Es una tragedia la acumulación de jóvenes en las cárceles, o su asesinato por la policía. La sociedad se acostumbra a ver esto; entonces el fenómeno de enajenación avanza y destruye la dimensión auténticamente humana de la sociedad. Lo aquí reseñado existe, de un modo u otro, con diversa intensidad en muchos lugares del mundo; es un efecto de la descristianización de la época moderna. Pero nosotros no podemos resignarnos, porque la esperanza nos llama a elegir la eternidad (Kierkegaard dixit) para vivir humanamente el tiempo.
Por último, cabe una comparación por contraste con lo que, no consiste en una enajenación, sino que saca al yo personal de su recubrimiento sobre sí mismo, de su reclusión en el horizonte de esta vida temporal. Me refiero al crecimiento en la gracia de Dios y en la vida de oración, en la relación religiosa con Dios. Desde niños, desde muy jóvenes pueden los cristianos cruzar la frontera para vivir en Dios, para que Dios viva en ellos. Esta es la dimensión mística de la fe. Jesús ha dicho a sus discípulos: «Si alguno me ama guardará mi palabra, y mi padre lo amará, vendremos a él y pondremos en él nuestra morada» (Jn 14,23). Se puede pensar que este modo de vida es para una pequeña minoría, pero en realidad es el destino posible de todo bautizado, es la realización creciente de la gracia del bautismo.

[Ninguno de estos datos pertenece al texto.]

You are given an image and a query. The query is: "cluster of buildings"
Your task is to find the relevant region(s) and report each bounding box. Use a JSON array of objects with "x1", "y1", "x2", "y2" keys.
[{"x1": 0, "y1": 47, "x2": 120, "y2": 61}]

Tenemos que revisar nuestros criterios pedagógicos y catequísticos, la acción formativa de los fieles no debe reducirse a consideraciones morales, sino que es preciso educarlos desde niños en la relación creyente con Dios. La pésima situación religiosa del país no debe hacernos perder la esperanza; que ha de apoyarse en una súplica confiada para que Dios intervenga. Está en juego el misterio de la salvación. Quiero decir que lo contrario a la enajenación es la vida mística.
+ Héctor Aguer, arzobispo emérito de La Plata
Académico de Número de la Academia Nacional de Ciencias Morales y Políticas.
Académico de Número de la Academia de Ciencias y Artes de San Isidro.
Académico Honorario de la Pontificia Academia de Santo Tomás de Aquino (Roma).